Sbucai sul pianerottolo dell'ultimo piano, guardai la botola nel soffitto. La serratura era stata scardinata, proprio scardinata, la stanghetta divelta. Alla vampira questo non serviva, con ogni probabilità lei era volata sul tetto. Il ragazzino si era arrampicato lungo i balconi.

Allora Tigrotto e Orso. Più facilmente Orso. Tigrotto avrebbe sfondato la botola.

Mi tolsi la giacca e la gettai per terra insieme alle mie cuffie ronzanti. Toccai la pistola dietro la schiena: era messa bene. I dispositivi tecnici sono tutti quanti una cavoiata? Vedremo, Ol'ga, vedremo.

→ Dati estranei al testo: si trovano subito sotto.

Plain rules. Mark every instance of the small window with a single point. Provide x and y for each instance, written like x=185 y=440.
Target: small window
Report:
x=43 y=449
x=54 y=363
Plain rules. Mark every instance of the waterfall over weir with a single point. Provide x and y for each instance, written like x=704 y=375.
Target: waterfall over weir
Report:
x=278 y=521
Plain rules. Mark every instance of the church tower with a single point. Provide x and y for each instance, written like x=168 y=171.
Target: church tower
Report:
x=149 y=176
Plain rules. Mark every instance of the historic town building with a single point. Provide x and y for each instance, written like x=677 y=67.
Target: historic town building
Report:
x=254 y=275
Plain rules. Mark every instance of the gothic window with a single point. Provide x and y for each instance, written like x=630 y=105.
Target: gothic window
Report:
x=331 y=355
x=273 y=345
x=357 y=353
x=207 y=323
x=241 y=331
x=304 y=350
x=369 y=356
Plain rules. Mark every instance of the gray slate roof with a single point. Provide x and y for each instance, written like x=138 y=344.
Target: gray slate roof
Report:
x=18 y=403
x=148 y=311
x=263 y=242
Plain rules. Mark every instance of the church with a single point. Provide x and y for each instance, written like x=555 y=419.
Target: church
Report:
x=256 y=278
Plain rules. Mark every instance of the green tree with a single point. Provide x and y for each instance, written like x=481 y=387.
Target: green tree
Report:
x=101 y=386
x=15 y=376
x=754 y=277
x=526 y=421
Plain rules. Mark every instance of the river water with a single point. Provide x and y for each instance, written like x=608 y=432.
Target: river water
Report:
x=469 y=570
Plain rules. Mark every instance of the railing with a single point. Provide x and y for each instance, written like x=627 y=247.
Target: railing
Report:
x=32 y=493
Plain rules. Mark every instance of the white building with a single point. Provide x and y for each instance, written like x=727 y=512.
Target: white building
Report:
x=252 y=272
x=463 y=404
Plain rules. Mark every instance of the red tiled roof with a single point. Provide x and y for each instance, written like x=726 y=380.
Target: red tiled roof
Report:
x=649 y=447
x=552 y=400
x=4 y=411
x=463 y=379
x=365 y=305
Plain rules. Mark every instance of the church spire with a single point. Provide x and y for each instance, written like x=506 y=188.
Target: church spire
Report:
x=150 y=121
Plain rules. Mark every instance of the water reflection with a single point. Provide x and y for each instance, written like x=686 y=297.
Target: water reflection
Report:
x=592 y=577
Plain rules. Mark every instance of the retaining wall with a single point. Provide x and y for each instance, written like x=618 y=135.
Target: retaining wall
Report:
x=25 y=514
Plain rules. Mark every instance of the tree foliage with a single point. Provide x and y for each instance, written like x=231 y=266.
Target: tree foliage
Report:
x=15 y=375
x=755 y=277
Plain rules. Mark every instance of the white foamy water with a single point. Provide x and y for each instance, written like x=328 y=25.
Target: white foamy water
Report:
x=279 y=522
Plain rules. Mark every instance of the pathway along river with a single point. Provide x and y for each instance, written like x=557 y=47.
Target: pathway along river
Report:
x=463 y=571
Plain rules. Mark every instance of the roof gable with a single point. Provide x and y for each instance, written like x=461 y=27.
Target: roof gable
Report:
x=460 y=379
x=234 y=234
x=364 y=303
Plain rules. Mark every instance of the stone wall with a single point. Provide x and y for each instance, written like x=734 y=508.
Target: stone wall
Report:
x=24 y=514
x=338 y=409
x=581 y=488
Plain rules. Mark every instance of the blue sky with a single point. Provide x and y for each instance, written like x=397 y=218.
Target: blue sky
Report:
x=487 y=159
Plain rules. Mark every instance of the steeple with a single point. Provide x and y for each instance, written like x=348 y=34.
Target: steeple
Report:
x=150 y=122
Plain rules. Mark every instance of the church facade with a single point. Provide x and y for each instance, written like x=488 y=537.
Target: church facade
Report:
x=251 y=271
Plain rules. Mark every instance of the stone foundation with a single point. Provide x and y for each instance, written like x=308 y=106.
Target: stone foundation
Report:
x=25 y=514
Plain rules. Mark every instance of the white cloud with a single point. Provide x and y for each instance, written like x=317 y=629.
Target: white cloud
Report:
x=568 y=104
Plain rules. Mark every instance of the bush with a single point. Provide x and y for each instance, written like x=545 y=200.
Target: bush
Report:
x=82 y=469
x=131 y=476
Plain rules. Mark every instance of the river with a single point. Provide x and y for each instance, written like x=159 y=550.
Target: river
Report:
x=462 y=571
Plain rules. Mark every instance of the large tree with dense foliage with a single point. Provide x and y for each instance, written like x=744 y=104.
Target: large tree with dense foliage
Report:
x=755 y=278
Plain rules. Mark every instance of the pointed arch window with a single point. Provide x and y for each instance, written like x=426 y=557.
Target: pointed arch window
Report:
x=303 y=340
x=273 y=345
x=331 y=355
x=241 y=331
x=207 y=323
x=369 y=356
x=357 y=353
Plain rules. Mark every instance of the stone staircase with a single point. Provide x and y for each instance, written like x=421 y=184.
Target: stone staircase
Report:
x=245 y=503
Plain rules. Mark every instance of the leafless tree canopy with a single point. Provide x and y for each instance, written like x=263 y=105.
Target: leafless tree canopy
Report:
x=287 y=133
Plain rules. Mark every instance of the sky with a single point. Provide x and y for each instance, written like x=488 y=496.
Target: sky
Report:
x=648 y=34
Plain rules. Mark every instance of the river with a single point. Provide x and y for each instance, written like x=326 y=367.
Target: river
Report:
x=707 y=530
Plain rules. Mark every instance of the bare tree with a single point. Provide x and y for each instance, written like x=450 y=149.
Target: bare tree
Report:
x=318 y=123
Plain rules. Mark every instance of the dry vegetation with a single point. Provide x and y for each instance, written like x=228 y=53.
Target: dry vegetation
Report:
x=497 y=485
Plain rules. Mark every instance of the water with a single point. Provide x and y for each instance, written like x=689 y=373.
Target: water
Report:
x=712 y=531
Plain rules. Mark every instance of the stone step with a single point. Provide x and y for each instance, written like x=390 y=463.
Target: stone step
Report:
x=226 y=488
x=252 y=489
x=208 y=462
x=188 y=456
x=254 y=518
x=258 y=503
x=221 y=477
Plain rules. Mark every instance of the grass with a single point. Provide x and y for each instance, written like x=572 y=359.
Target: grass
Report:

Lanciai la mia ombra in alto, proiettandola nell'aria. Sollevai le braccia e vi entrai di slancio. Dopo essere penetrato nel Crepuscolo, salii sulla scaletta. Il muschio blu. saldamente attaccato alle sbarre di metallo, balzava via come una molla da sotto le dita.

— Anton!

Sbucai sul tetto e quasi il vento mi piegò tanta era la sua forza. Raffiche violente, gelide. Forse un riflesso del vento del mondo ordinario, o forse una bizzarria del Crepuscolo. Per ora a proteggermi era la scatola di cemento del pozzo dell'ascensore che finiva sopra il tetto, ma bastava muoversi di un passo e il vento ti penetrava fin nelle ossa.